Trust the Specialist.

Such, then, are the arguments which are advanced in all seriousness, and without a suspicion or twinkle of humour, to prove that blood-sports are a benefit to mankind and to the lower races alike. But before concluding I must mention one other piece of reasoning which is as amusing as any specimen of sportsman’s logic—the “trust the specialist” fallacy, which asserts that none but sportsmen can fairly pass judgment on sport.

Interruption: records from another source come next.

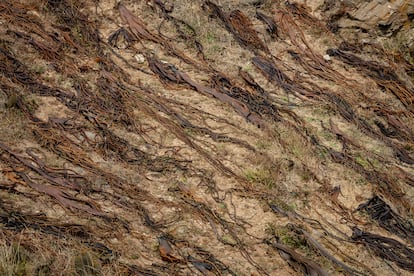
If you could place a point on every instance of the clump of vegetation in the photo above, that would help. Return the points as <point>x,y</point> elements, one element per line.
<point>13,260</point>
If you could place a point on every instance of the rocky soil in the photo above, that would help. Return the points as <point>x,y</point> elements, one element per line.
<point>196,137</point>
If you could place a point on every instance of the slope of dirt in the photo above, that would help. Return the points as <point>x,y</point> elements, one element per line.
<point>206,138</point>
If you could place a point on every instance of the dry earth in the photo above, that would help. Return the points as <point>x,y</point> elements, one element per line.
<point>206,138</point>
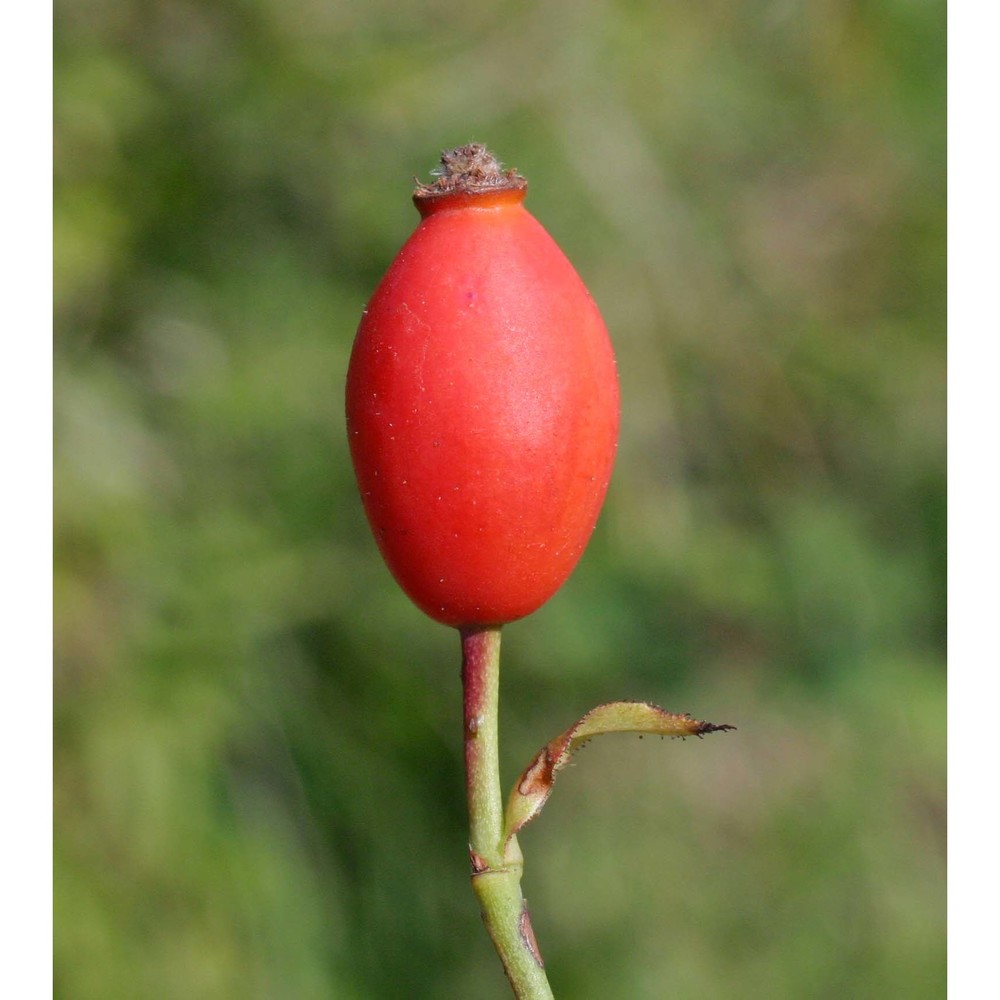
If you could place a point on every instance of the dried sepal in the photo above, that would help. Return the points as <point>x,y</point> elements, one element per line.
<point>534,786</point>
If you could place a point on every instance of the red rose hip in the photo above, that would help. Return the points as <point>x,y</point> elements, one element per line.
<point>482,403</point>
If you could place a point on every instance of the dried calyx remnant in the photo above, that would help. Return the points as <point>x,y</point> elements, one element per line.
<point>469,168</point>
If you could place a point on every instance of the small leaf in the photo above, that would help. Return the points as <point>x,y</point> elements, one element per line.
<point>535,784</point>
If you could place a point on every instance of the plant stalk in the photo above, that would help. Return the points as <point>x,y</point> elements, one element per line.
<point>496,872</point>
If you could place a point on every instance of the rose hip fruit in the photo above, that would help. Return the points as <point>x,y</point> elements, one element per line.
<point>482,403</point>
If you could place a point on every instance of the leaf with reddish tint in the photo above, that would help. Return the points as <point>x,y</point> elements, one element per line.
<point>535,784</point>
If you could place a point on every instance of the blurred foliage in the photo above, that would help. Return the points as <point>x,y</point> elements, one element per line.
<point>258,783</point>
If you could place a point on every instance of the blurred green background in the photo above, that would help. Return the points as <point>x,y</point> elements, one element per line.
<point>258,783</point>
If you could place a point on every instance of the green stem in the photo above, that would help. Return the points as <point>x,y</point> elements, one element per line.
<point>496,872</point>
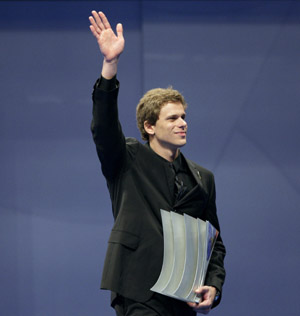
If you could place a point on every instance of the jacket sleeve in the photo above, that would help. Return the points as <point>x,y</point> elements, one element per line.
<point>107,131</point>
<point>215,275</point>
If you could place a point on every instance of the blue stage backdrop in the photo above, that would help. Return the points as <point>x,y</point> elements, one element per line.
<point>238,65</point>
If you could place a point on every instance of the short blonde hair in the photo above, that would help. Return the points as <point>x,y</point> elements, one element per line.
<point>149,106</point>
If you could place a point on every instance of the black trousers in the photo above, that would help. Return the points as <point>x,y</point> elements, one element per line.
<point>158,305</point>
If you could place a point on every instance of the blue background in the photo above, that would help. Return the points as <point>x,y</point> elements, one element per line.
<point>238,65</point>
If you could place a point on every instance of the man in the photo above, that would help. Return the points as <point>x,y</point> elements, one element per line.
<point>142,179</point>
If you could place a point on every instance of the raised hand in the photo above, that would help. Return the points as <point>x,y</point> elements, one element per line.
<point>110,44</point>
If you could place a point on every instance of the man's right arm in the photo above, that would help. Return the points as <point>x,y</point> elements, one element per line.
<point>106,129</point>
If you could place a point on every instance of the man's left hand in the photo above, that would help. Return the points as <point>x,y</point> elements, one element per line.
<point>207,294</point>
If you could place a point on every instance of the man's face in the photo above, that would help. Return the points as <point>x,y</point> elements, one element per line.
<point>169,131</point>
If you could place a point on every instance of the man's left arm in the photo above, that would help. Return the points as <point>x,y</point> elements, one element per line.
<point>211,292</point>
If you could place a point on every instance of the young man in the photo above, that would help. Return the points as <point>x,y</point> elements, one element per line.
<point>142,179</point>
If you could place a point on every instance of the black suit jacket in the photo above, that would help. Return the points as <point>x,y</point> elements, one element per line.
<point>137,182</point>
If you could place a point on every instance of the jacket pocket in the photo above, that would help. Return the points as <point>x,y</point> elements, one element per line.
<point>124,238</point>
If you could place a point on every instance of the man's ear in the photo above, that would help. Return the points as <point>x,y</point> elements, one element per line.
<point>150,129</point>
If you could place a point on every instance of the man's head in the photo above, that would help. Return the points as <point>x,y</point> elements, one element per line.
<point>150,105</point>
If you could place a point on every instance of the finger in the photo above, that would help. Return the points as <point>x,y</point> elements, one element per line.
<point>119,30</point>
<point>94,32</point>
<point>94,24</point>
<point>98,20</point>
<point>104,20</point>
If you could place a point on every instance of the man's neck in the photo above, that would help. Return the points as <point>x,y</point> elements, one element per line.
<point>166,153</point>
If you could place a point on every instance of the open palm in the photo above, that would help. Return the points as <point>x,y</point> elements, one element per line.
<point>110,44</point>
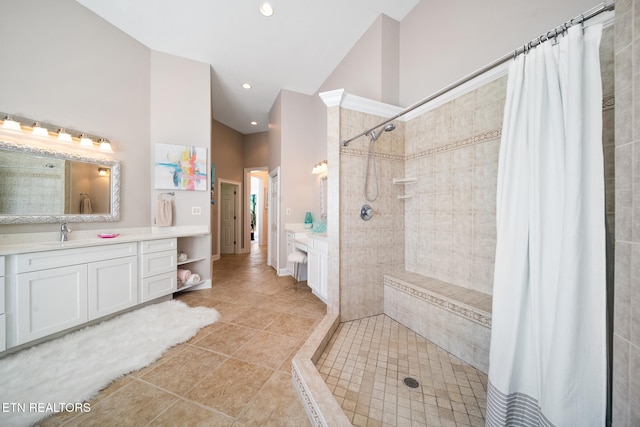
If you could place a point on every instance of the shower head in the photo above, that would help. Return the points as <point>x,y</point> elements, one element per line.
<point>387,128</point>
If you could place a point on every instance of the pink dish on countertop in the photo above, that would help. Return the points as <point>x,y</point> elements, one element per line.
<point>108,235</point>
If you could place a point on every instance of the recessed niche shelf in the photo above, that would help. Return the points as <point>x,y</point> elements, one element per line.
<point>409,180</point>
<point>405,181</point>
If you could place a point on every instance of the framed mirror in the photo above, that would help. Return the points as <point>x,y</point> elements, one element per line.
<point>39,185</point>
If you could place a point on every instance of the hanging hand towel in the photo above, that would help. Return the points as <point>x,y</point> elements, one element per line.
<point>85,206</point>
<point>165,213</point>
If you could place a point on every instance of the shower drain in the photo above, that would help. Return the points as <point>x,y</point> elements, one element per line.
<point>411,382</point>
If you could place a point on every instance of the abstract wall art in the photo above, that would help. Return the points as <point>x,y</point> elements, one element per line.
<point>180,167</point>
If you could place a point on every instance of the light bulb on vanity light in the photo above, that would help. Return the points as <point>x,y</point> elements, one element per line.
<point>10,123</point>
<point>85,141</point>
<point>39,130</point>
<point>63,136</point>
<point>105,146</point>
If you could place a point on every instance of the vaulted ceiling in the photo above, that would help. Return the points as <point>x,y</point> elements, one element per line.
<point>296,48</point>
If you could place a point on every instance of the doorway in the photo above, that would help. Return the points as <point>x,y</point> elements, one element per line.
<point>256,215</point>
<point>228,223</point>
<point>273,254</point>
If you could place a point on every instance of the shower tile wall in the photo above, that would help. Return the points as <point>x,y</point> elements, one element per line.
<point>453,151</point>
<point>369,248</point>
<point>626,339</point>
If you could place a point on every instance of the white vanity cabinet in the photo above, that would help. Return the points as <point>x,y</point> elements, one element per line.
<point>317,263</point>
<point>158,264</point>
<point>55,290</point>
<point>3,315</point>
<point>290,241</point>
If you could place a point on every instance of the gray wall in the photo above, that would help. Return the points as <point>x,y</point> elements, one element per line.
<point>74,69</point>
<point>442,41</point>
<point>98,82</point>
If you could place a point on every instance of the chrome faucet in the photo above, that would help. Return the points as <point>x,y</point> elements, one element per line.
<point>64,231</point>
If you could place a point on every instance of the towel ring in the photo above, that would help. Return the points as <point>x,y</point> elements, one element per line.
<point>170,194</point>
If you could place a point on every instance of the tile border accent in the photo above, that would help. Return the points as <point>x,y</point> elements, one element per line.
<point>307,401</point>
<point>456,307</point>
<point>365,153</point>
<point>608,102</point>
<point>319,403</point>
<point>476,139</point>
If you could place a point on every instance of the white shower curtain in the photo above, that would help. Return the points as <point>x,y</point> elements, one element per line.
<point>548,342</point>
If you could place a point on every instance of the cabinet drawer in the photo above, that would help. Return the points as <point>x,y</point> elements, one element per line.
<point>158,286</point>
<point>51,259</point>
<point>158,263</point>
<point>160,245</point>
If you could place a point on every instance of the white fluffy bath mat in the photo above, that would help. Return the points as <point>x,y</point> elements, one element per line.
<point>70,370</point>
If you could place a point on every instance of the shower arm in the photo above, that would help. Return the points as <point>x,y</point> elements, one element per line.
<point>603,7</point>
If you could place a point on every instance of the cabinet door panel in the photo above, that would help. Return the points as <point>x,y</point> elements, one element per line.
<point>158,263</point>
<point>158,286</point>
<point>112,286</point>
<point>50,301</point>
<point>313,264</point>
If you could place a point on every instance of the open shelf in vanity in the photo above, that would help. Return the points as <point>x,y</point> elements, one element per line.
<point>194,246</point>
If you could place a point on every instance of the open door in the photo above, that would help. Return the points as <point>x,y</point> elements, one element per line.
<point>228,226</point>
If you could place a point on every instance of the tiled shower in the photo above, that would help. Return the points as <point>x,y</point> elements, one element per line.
<point>443,224</point>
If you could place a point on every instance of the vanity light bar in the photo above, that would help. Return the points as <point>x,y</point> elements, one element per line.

For example, when a memorial was presented to a former Prime Minister against the Royal Buckhounds, a certain paper gravely remarked that “what proportion of the protesting gentlemen had ever been on horseback, it was not easy to determine.” The assumption, it will be seen, is that when any cruel practice is arraigned before public opinion, we are not merely to trust the specialist on technical matters that rightly lie within his ken, but we are to let him decide the wider ethical issues, on which, being no more than human, he is certain to have the strongest professional prejudice. It is an argument worthy of the Sublime Porte itself.

In like manner Lord Ribblesdale, when defending stag-hunting in his book on “The Queen’s Hounds,” expressed the sportsman’s case as follows: “Most people will agree that conclusions founded on practice must always have a slight pull when placed in the scales with conclusions based upon theory, hearsay, or conjecture—even granting the fullest credit for sincerity and bona fides to the opponents of stag-hunting.”

Now, it is, of course, absurd to represent the ethical objections to sport as “based upon theory, hearsay, or conjecture,” for the methods of sportsmen are well known and beyond dispute, and many of those who most strongly condemn such practices have been sportsmen themselves and are thoroughly conversant with the facts. But what I wish to point out is that Lord Ribblesdale’s description of the sportsman’s defence of sport as “a conclusion founded on practice” might be just as logically applied to the criminal’s defence of crime. To invoke the judgment of an expert on the morality of a practice in which he is professionally interested is an error similar to that of setting the cat to watch the cream.

On the whole, it is not surprising that the sportsman who can devise no cleverer modes of escape from his humanitarian pursuers than the sophisms above mentioned is already being brought to bay, and stands in imminent danger of being, controversially, “broken up.” Indeed, considering the nature of the arguments adduced in its favour, one is inclined to think that sport must be not only cruel to the victims of the chase, but ruinous to the mental capacity of the gentlemen who indulge in it. It can hardly be doubted that the ludicrous aspect of modern sport will more and more present itself to those who possess the sense of humour; and we may even hope that the poverty-stricken caricaturists of our comic papers will some day relinquish their threadbare jokes over the blunders of the hunting-field and the shooting-box, to discover that the subject of sport is rich in another kind of comedy—the essential silliness of the habit itself, and the crass absurdity of the arguments put forward by its apologists.